HERE'S HOW! Use these 9 x 5 posters and information cards to help!
There are 3 pages for each famous American. One page shows the contributor's portrait with birth year and year of death below it. The second page shows the person's name, signature (with the exceptions of Pocahontas,Powhatan, and Christopher Newport), birthdate, date of death, place of birth, and the contribution that made an impact. The third page contains the same information as page two with the substitution of blank lines where the contribution was listed. Students would complete this space in their own words to show what this person's contribution was to America.
Famous Americans and Their Contributions in this Packet:
Susan B. Anthony
Martin Luther King
George Washington Carver
(1) Wall Time Line Display - Copy the pages of this packet and display on your classroom or hallway wall for quick and easy reference. First, attach a ribbon or thick length of string or yarn to the wall above the bulletin or writing boards. Next, attach the portrait cards of the famous Americans being studied on top of this string (which will cover the tape that attaches the string) in chronological order with appropriate spacing for the year that these Americans were born. Add century signs (1400, 1500, 1600, 1700, 1800, 1900, 2000 with appropriate spacing. In my classroom, the timeline of famous Americans was on display throughout the whole school year and included any people studied in earlier grade levels. These were an excellent resource in helping to place an event studied in relation to the people who lived at that time and also helped students see the sequence of events in time. Additional Suggestion for Timeline: In our grade we studied ancient Egypt and China so the Egyptian pyramids and the Great Wall of China were added to our classroom time line. These cards were placed on the other side of the classroom to help put ancient history in perspective to our relatively recent history.
(2) A Human Time Line: Distribute the portrait cards to students. Have students get up and move around the classroom to create a time line with these famous Americans in correct order. Once the line is in order, each student can share what this person's contribution was that had an impact on the lives of Americans.

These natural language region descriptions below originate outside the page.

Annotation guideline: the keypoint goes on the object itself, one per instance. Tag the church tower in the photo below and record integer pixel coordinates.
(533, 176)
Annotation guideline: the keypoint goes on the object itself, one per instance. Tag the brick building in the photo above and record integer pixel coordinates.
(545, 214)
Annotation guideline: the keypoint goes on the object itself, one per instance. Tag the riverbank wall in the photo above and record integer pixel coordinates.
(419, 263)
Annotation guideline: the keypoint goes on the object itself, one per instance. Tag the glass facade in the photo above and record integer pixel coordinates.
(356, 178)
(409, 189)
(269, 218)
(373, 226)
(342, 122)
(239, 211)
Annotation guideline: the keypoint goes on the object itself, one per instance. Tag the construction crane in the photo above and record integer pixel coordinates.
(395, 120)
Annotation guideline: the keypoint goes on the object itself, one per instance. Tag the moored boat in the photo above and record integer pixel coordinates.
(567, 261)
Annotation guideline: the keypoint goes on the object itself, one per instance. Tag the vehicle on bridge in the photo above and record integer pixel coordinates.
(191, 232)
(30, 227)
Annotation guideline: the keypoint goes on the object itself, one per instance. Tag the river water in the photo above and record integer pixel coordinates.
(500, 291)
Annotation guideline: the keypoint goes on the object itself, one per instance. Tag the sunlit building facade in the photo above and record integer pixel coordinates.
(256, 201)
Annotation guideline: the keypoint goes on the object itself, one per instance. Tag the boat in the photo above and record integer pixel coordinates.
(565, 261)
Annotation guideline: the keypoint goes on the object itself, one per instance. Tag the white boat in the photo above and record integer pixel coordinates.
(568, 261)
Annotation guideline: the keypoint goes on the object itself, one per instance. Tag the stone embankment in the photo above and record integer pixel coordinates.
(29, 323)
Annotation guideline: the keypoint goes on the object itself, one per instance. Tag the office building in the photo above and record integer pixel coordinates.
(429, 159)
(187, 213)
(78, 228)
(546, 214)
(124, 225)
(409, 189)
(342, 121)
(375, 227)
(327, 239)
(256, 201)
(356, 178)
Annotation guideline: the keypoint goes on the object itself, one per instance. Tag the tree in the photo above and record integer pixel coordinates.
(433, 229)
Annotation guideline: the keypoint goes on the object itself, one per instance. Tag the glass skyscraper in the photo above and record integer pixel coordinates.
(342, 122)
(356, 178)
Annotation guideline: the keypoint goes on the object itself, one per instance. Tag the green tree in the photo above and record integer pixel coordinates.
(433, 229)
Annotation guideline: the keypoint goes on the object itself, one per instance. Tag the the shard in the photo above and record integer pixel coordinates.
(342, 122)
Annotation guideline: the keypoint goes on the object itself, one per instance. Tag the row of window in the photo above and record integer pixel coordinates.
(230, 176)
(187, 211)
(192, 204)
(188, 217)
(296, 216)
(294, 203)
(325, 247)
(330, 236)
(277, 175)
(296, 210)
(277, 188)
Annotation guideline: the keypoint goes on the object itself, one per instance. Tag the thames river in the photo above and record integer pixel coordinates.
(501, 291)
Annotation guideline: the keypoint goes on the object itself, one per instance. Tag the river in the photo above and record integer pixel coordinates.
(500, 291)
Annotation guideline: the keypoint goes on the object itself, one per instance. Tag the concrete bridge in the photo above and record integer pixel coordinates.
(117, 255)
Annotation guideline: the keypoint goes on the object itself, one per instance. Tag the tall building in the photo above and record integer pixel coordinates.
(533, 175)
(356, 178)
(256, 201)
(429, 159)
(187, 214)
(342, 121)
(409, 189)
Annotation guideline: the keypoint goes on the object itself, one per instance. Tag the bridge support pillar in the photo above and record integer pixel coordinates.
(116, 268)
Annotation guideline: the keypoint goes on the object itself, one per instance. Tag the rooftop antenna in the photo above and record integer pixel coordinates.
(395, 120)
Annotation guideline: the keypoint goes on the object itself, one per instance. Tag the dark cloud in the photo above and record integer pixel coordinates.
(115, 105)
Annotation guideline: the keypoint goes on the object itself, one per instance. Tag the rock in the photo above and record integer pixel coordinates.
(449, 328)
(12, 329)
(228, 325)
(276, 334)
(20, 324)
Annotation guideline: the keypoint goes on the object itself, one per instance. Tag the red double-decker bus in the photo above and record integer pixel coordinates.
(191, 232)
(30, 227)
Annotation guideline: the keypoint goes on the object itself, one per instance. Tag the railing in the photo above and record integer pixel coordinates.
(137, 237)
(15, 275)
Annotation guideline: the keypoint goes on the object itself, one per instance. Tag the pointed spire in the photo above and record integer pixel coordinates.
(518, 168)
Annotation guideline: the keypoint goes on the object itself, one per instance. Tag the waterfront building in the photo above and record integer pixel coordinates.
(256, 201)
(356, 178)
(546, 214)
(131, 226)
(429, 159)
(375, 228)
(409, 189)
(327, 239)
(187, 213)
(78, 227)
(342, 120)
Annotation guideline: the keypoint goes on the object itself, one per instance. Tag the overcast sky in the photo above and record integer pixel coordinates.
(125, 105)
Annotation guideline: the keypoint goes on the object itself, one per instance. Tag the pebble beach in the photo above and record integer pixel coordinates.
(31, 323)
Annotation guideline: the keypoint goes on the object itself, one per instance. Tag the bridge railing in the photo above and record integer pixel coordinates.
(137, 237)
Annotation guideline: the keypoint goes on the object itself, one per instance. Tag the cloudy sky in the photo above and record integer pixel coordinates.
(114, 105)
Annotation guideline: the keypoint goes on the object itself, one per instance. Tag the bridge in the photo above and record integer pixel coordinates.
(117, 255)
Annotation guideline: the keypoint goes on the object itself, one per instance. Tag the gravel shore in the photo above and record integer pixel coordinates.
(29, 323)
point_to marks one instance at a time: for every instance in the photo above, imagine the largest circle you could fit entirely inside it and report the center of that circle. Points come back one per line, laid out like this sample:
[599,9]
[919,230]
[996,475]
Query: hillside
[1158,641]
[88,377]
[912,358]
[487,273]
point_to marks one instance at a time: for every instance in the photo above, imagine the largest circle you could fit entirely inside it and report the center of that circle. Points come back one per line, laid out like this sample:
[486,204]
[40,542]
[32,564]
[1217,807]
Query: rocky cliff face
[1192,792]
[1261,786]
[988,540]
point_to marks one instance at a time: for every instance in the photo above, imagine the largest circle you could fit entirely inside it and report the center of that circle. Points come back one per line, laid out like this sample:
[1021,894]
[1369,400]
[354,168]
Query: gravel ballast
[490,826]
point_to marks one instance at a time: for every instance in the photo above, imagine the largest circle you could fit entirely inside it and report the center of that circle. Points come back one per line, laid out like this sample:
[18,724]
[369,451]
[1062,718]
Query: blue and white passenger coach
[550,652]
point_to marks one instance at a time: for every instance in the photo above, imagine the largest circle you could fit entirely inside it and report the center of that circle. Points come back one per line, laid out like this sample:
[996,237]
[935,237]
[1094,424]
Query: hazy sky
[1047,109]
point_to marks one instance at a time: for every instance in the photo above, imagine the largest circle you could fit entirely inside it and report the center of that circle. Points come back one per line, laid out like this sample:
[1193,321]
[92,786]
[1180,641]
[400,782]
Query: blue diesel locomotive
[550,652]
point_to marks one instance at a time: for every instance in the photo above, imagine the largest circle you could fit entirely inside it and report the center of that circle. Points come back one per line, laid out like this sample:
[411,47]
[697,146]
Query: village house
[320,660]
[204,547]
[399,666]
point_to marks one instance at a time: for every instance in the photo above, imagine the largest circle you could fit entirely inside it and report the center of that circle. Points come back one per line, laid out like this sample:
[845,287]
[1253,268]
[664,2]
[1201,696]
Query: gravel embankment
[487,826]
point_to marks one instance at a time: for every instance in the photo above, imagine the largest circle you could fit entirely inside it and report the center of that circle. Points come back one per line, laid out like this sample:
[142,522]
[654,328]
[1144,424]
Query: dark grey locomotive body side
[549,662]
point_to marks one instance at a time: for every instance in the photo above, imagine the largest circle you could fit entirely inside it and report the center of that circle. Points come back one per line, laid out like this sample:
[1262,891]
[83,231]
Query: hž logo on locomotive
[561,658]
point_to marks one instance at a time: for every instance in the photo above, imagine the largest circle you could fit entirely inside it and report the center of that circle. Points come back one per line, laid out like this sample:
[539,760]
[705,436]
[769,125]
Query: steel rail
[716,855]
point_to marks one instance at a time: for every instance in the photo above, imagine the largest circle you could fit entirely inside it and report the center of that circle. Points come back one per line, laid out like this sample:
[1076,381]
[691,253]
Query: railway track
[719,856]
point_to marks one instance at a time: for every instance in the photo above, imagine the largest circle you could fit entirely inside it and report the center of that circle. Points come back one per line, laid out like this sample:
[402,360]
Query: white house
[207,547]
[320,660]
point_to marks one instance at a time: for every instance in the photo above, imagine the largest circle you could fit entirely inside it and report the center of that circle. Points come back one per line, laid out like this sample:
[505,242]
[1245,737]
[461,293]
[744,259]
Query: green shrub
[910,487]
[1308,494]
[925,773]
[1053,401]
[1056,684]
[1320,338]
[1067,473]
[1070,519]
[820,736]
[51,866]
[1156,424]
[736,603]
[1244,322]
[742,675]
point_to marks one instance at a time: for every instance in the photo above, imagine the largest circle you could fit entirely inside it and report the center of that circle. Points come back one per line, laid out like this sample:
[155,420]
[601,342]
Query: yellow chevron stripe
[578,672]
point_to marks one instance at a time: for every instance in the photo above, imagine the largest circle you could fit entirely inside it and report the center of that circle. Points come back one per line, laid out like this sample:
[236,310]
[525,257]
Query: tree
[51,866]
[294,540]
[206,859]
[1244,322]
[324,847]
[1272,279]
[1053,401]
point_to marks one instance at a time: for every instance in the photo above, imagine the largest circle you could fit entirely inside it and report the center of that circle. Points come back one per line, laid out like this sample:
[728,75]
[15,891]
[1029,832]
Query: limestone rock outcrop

(3) Bulletin Board Display
(4) Create booklets: Copy portrait and information cards for famous Americans being studied. Assemble into booklets for each student or make one for use by students in the classroom.
(5) Interactive Notebook: Copy the portrait and information cards with the blank lines for famous Americans being studied. Have students write in their own words how this person made a contribution to America. Compile these pages into a notebook or booklet.
(6) Memory Game: Reduce the size of each portrait and information card and copy onto cardstock paper. Place the cards face down in random order in a grid layout on a table or floor. Players take turns turning over two cards to see if the portrait and information cards are a match. If cards match, the player's turn continues. If there is not a match, cards are flipped over and the turn passes to the next player. Once all cards are matched, the player with the most cards might just be the next famous American.
(7) Looking to Make a Difference Game: Randomly distribute one picture or info card to each student. Set a time limit for students to move safely around the room to find their famous American matching picture with their contribution info card held by another student. Once all pairs are matched, give student pairs a few minutes to plan a brief presentation to the class. Presentations might include a brief oral report using information from the cards or acting out the famous person's contribution in a skit or mime.
(8) I've Got Your Back Game: Randomly attach the portrait cards to students' backs with tape. Students with cards on their backs move to students without cards on their backs and ask one student at a time for a clue to who they are wearing. This continues until the student can identify who's on their back.